Going through a divorce is difficult for almost anyone. Just the thought of trying to divide up assets might make you tired. For couples who worked to build a business, that business can often lead to even more problems during the property division process. If you own a business together, you should ensure that you aren't getting the short end of the stick when it comes to the business. Consider these four points.

#1: You have to decide the fate of the business

There are a few different ways that you can handle the business holdings. You and your ex could sell the business and divide the proceeds from that sale. You might opt to simply close the business and walk away. One spouse might buy the other spouse out of their share of the business. You and your ex might opt to work together in the same manner as you are currently even after the divorce. If this is the option you choose, make sure that you and your ex have clearly outlined roles for the business as you move forward.

#2: Ensure valuation is handled appropriately

The valuation of the business is the cornerstone of the property division process for the business. You must make sure that you have the business properly valuated so that you know everything is on the up and up. Valuation is sometimes a complex undertaking, so make sure that you leave enough time to have the process completed.
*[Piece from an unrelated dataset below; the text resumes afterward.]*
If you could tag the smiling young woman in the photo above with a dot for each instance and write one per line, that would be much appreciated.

#3: Beware of underhanded transactions

You should beware of sudden income deficit syndrome when it comes to businesses during a divorce. This is an especially common occurrence if the spouse primarily responsible for the business is the one who filed for divorce. When this occurs, the spouse claims that the business went downhill suddenly and that profits decreased. Oftentimes, forensic accounting can delve deeper into the circumstances surrounding the business so that you can ensure that you are getting the full, accurate story about what is going on.

#4: Double check taxes

There are often tax matters that you must handle because of the business. You must find out what tax implications you have to deal with because of the divorce, the business and the way that these items were handled. It is best to find this out sooner rather than later so that you aren't surprised when it is time to file taxes after your divorce is finalized.